The latest World Economic Outlook from the International Monetary Fund reveals that Australia is in a very special position: we, among all the advanced economies of the globe, have a problem.
Amid the doom and gloom of the US and a slowing Europe, Australia has the problem of a healthy, vibrant and growing economy … but growing a bit too quickly for comfort due to the resources boom.
Our solid position is in danger of being compromised by rising inflation and we are having to endure interest rates higher than we were used to a few years ago as the RBA looks to apply the brakes as gently as possible, without crash the car.
The IMF report says we will grow at 3.2% this year and 3.1% next year. In contrast the US is forecast to grow at 0.5% and 0.6%, Europe at 1.4% and 1.2%, the UK at 1.6% for the next two years and Japan at 1.4% and 1.5%.
According to the IMF there’s a 25% chance of a global recession next year — the world is effectively in recession if growth slows to less than 3%, which could happen if the US subprime and housing crises worsen, rather than stabilise.
If that happens we could be in the fortunate position of being ready to tackle an accelerating global slowdown by starting to cut interest rates: that’s what the Reserve Bank is aiming for at the moment.

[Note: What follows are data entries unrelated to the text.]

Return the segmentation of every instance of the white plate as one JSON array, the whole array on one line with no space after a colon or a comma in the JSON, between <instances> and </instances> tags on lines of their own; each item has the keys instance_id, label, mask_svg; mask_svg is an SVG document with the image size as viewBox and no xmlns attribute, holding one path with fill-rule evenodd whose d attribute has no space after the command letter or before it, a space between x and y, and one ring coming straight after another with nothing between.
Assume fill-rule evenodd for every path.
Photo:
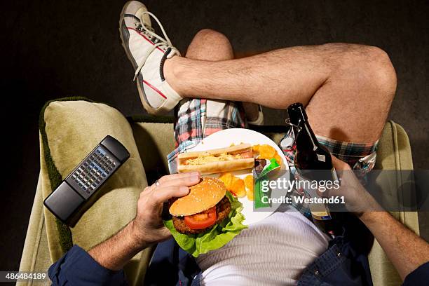
<instances>
[{"instance_id":1,"label":"white plate","mask_svg":"<svg viewBox=\"0 0 429 286\"><path fill-rule=\"evenodd\" d=\"M192 149L192 150L190 151L206 151L217 148L228 147L233 144L237 145L240 143L249 143L252 145L268 144L272 146L273 147L274 147L277 153L279 154L282 160L283 161L282 164L282 169L289 169L287 162L286 161L286 158L285 158L283 153L275 144L275 143L274 143L271 139L269 139L266 136L249 129L232 128L225 129L224 130L217 132L205 137L197 146L196 146L194 148ZM252 175L252 171L240 170L232 172L232 174L241 179L244 179L244 177L247 175ZM219 175L211 174L207 176L218 177ZM279 191L273 190L273 193L274 193L275 191ZM271 194L272 197L275 198L278 198L280 196L281 194L277 194L275 193ZM273 212L272 210L266 211L254 211L253 201L249 200L245 196L244 198L238 198L238 200L240 200L240 202L243 203L243 209L241 212L244 214L245 218L245 220L244 222L245 224L249 225L251 224L254 224L255 222L264 219L264 218L269 216Z\"/></svg>"}]
</instances>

Business and consumer confidence are falling as Australians have started responding to the RBA’s warnings — retail sales and building approvals are down.
So even if the world economy slows further next year we could still be in a better position than many other advanced economies.
The reason for our strong position is easy to see: China and India will slow, but still be very strong compared to the rest of the world.
The latest forecasts for Chinese and Indian growth are down on the January update but still strong: China will grow at 9.3% this year (compared to 11.4% in 2007) and 9.5% in 2009, while India will grow 7.9% this year and 8.0% next year.
But the issue to keep in mind is the surge in commodity prices, especially oil and food. Rice, the staple food in Asia, has doubled in priced in a month and is being rationed across the region. We’ve had a credit crunch — Asia, Africa and parts of the Middle East are now experiencing a rice crunch!